Evening ensemble, Autumn/Winter 2005–2006, Haute Couture, House of Dior by John Galliano. White silk tulle, embroidered white silk, and metal thread.
Kind of makes you wanna grab the first flight to New York and catch this jaw dropping show before it closes on October 8th, right? So what is it about “Heavenly Bodies” that makes it so memorable, timeless, spectacular, grandiose and utterly unforgettable? We’ll tell you this much: it certainly isn’t divine intervention.
Ensembles by Rodarte, in 2011. Gold metallic silk satin trimmed with beige feathers, embroidered gold metal paillettes, wire, beads, and gold metallic ribbon.
Ensemble, Autumn/Winter 1984–1985, by Mugler. Ivory silk taffeta and gold-painted feathers.
Organised by Andrew Bolton and Curator in Charge of the Costume Institute, Wendy Yu, “Heavenly Bodies” features a dialogue between fashion and medieval art from The Met collection to examine “fashion’s ongoing engagement with the devotional practices and traditions of Catholicism” — which is, in itself, one of the most ambitious undertakings yet. And it was years in the making. It covers 60,000 square feet in 25 galleries on the Fifth Avenue headquarters (as well as the Cloisters, the museum’s medieval art wing in northern Manhattan), thus being the largest exhibition that either the Costume Institute or the MET has ever mounted. It certainly feels like MET’s CEO Daniel Weiss put it: “In order to see this exhibition, one has to embark on a veritable pilgrimage”.
But once you’re there, what will your eyes feast on?
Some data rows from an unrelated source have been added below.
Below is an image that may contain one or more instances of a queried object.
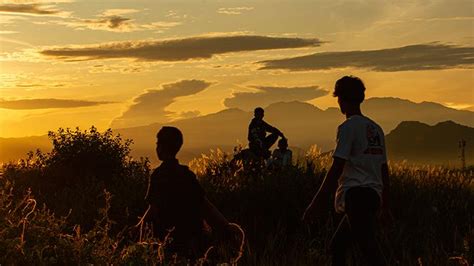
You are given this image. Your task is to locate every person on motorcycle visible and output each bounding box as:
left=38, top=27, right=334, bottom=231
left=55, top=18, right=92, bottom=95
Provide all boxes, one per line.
left=248, top=107, right=285, bottom=159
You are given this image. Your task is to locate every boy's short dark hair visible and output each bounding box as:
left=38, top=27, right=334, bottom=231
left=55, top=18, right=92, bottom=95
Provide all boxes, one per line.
left=253, top=107, right=265, bottom=114
left=278, top=138, right=288, bottom=146
left=156, top=126, right=183, bottom=155
left=333, top=76, right=365, bottom=103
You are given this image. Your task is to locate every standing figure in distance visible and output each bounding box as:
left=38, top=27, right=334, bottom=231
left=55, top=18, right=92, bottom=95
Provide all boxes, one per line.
left=272, top=138, right=293, bottom=168
left=146, top=126, right=232, bottom=261
left=303, top=76, right=390, bottom=265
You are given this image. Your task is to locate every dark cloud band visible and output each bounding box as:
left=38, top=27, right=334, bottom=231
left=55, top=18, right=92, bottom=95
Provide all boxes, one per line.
left=259, top=43, right=474, bottom=72
left=111, top=79, right=211, bottom=128
left=40, top=35, right=321, bottom=61
left=0, top=99, right=111, bottom=110
left=224, top=86, right=328, bottom=110
left=0, top=4, right=61, bottom=15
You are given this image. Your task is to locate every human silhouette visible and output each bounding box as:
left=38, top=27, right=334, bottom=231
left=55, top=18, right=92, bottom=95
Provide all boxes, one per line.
left=303, top=76, right=390, bottom=265
left=248, top=107, right=285, bottom=159
left=272, top=138, right=293, bottom=167
left=146, top=127, right=232, bottom=260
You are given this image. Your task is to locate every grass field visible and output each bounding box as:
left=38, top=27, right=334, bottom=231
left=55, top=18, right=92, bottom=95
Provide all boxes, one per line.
left=0, top=129, right=474, bottom=265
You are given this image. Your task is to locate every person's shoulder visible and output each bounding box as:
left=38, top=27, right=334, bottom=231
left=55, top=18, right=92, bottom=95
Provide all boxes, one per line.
left=365, top=117, right=383, bottom=132
left=178, top=164, right=196, bottom=178
left=337, top=118, right=354, bottom=131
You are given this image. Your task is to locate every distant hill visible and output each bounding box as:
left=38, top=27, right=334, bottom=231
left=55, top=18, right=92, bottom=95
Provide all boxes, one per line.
left=385, top=121, right=474, bottom=166
left=0, top=135, right=51, bottom=163
left=0, top=98, right=474, bottom=165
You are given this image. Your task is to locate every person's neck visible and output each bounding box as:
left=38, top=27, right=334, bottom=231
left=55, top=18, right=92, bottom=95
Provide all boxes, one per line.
left=346, top=106, right=362, bottom=119
left=162, top=157, right=178, bottom=163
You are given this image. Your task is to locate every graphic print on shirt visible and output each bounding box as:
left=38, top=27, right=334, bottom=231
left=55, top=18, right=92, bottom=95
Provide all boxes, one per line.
left=364, top=124, right=383, bottom=155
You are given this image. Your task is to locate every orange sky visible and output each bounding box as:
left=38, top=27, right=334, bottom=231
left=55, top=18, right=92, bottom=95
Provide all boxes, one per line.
left=0, top=0, right=474, bottom=137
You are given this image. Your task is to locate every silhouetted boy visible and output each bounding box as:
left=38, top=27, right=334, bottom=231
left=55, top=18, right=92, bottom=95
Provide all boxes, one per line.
left=303, top=76, right=389, bottom=265
left=248, top=107, right=285, bottom=158
left=146, top=127, right=230, bottom=260
left=272, top=138, right=293, bottom=167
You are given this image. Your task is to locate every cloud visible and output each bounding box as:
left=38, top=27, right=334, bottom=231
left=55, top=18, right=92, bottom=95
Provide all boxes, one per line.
left=39, top=12, right=182, bottom=32
left=111, top=79, right=211, bottom=128
left=102, top=8, right=140, bottom=17
left=40, top=35, right=321, bottom=61
left=259, top=43, right=474, bottom=72
left=217, top=6, right=254, bottom=15
left=177, top=110, right=201, bottom=119
left=224, top=86, right=328, bottom=110
left=0, top=3, right=69, bottom=16
left=0, top=98, right=111, bottom=110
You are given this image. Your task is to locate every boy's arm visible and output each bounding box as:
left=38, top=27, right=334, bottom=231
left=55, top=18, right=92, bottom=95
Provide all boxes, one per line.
left=382, top=163, right=390, bottom=210
left=303, top=157, right=346, bottom=222
left=262, top=121, right=283, bottom=137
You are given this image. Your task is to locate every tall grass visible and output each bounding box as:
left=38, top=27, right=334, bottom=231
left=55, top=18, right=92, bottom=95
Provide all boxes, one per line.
left=0, top=128, right=474, bottom=265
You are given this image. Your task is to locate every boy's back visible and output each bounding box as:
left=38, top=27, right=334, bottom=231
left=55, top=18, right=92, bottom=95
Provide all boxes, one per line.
left=147, top=160, right=205, bottom=244
left=333, top=115, right=387, bottom=211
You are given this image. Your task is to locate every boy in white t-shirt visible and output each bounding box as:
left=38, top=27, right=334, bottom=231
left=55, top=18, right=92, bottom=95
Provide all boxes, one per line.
left=303, top=76, right=389, bottom=265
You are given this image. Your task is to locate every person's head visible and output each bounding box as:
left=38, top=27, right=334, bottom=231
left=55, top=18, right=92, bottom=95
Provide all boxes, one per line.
left=333, top=76, right=365, bottom=114
left=156, top=126, right=183, bottom=161
left=278, top=138, right=288, bottom=150
left=253, top=107, right=265, bottom=119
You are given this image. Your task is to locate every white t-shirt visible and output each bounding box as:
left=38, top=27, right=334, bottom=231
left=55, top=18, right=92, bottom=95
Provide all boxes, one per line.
left=333, top=115, right=387, bottom=212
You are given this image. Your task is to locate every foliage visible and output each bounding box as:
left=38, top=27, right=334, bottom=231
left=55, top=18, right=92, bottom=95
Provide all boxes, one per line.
left=0, top=128, right=474, bottom=265
left=4, top=127, right=150, bottom=229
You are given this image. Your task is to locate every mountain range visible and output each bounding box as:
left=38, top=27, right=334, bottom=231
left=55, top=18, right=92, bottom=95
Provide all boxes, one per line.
left=0, top=98, right=474, bottom=165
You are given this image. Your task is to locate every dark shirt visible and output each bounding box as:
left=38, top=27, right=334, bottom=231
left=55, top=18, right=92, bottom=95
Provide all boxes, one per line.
left=248, top=118, right=281, bottom=143
left=146, top=160, right=205, bottom=246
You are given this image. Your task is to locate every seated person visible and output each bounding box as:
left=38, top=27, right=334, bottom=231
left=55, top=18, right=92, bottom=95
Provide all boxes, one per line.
left=146, top=127, right=231, bottom=260
left=248, top=107, right=285, bottom=159
left=272, top=139, right=293, bottom=167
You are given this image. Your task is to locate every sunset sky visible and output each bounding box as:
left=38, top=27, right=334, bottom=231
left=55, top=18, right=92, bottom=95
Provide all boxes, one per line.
left=0, top=0, right=474, bottom=137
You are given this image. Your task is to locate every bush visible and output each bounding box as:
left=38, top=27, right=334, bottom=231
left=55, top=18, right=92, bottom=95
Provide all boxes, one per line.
left=0, top=132, right=474, bottom=265
left=4, top=127, right=150, bottom=229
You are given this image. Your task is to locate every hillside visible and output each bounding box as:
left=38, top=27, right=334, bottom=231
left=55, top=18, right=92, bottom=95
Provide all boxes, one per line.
left=386, top=121, right=474, bottom=166
left=0, top=98, right=474, bottom=162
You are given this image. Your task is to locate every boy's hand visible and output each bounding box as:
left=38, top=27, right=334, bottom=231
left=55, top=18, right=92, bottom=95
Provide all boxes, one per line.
left=302, top=203, right=328, bottom=223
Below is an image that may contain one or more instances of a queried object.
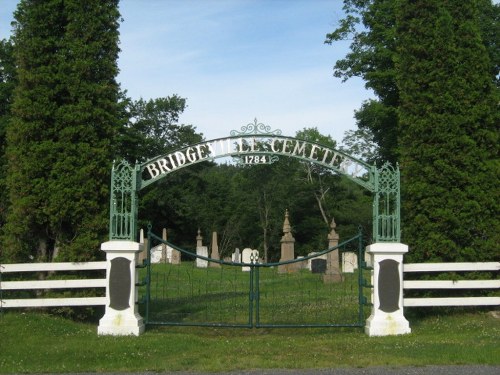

A luscious blend of high fashion works of art and amazing Catholic artefacts, which at first may seem simply divine, but in the end you’ll find both gorgeous and unsettling.
Wedding ensemble, Autumn/Winter 2007–2008, Haute Couture by Christian Lacroix. Polychrome silk brocade, white silk tulle, embroidered gold silk and metal thread, polychrome crystals, and silver beads.
Statuary vestment for the Virgin of El Rocío, circa 1985, by Yves Saint Laurent. Gold silk brocade and pearls.
The exhibition features the works of 55 designers who, for the most part, were raised in the Roman Catholic tradition (including historical figures Cristóbal Balenciaga, Christian Lacroix and Yves Saint Laurent, and active designers Jean Paul Gaultier, John Galliano and Maria Grazia Chiuri) and explores how the Catholic imagination has shaped their creativity and how it is conveyed through their art. The show also includes papal robes and artefacts form the Vatican, as well as more than 40 ecclesiastical works from the Sinstine Chapel sacristy, many of which have never been outside the Vatican before. The result is both opulent and humbling — much like being inside a gothic cathedral and feeling ambivalent as to whether to bow your head and pray in silence or raise it and just gaze in awe. Columns of mannequins in golden dresses hanging suspended from the MET’s high ceilings. Opulent gowns and accessories cleverly interacting with statuary, architectural fragments. Ritual objects from the museum’s Byzantine and Medieval collections serving as fashion vessels. And a very great deal more.
An evening ensemble by John Galliano for House of Dior, 2000-2001.
Jean Paul Gaultier’s “Guadalupe” evening ensemble (2007), at the Cloisters.
For many of the designers taking part in the exhibition Catholicism is both a public spectacle and a private conviction, so balancing this delicate duality could have turned “Heavenly Bodies” into a bit of a sacrilege. Or, at least, this is what many feared. But — Lord, have mercy — the show is deeply respectful with religious values, at times even reverential, and all together moving and worthy of serious attention. That being said, fashion lovers are already aware of the cultural, historical and even mystical powers of fashion — but this show should definitely convert everyone else. Amen to that.